The clock behind her struck half-past nine, and she became aware of its ticking once more, its insistent whisper: “So much to do! So much to do! So much to do!”
She was very tired and found she had relaxed wearily into her chair. But she got up with a brisk energetic motion like a prize-fighter coming out of his corner. She detested people who moved languidly and dragged themselves around.
She went into the kitchen and put the oatmeal into the fireless cooker, and after this waited, polishing absent-mindedly the nickel towel-bar of the shining stove, till she heard Lester go out of the bathroom.
Then she went swiftly up the stairs, locked the bathroom door behind her, and began to unwind the bandages from around her upper arm. When it finally came off she inspected the raw patch on her arm. It was crusted over in places, with thick, yellowish-white pus oozing from the pustules. It was spreading. It was worse. It would never be any better. It was like everything else.
She spread a salve on it with practised fingers, wound a fresh bandage about her arm, fastened it firmly and then washed her hands over and over, scrubbing them mercilessly with a stiff brush till they were raw. She always felt unclean to her bones after she had seen one of those frequently recurring eczema eruptions on her skin. She never spoke of them unless some one asked her a question about her health.
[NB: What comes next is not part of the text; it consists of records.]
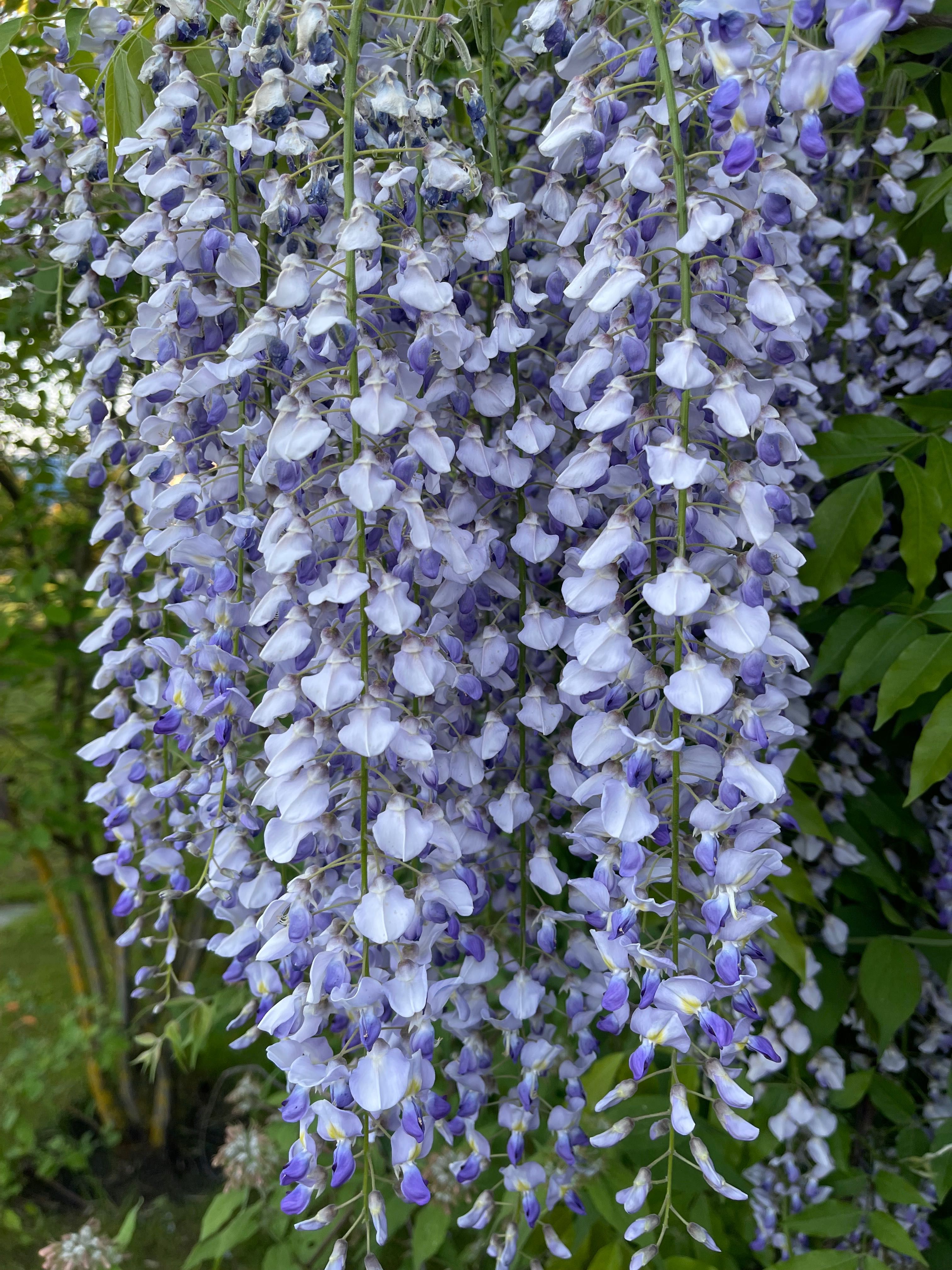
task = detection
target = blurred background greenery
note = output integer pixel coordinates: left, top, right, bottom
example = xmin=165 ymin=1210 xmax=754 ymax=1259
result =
xmin=9 ymin=0 xmax=952 ymax=1270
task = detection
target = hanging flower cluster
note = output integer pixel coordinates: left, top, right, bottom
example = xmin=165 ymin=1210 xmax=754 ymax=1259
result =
xmin=11 ymin=0 xmax=952 ymax=1270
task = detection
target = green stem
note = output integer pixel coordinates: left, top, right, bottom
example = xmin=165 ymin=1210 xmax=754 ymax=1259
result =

She felt disgraced by their loathsomeness, although no one but she and the doctor ever saw them. She often called it to herself, “the last straw.”
Her nightgown hung on the bathroom door. They usually dressed and undressed here not to disturb Stephen who still slept in their bedroom, because there was no other corner in the little house for him. And now they would never be able to move to a larger house where they could live decently and have a room apiece, to a better part of town where the children would have decent playmates. Never anything but this....
She began to undress rapidly and to wash. As she combed her dark hair, she noticed again how rapidly it was falling. The comb was full of long hairs. She took them out and rolled them up into a coil. She supposed she ought to save her combings to make a switch against the inevitable time when her hair would be too thin to do up. And she had had such beautiful hair! It had been her one physical superiority, that and her “style.” What good had they ever done her!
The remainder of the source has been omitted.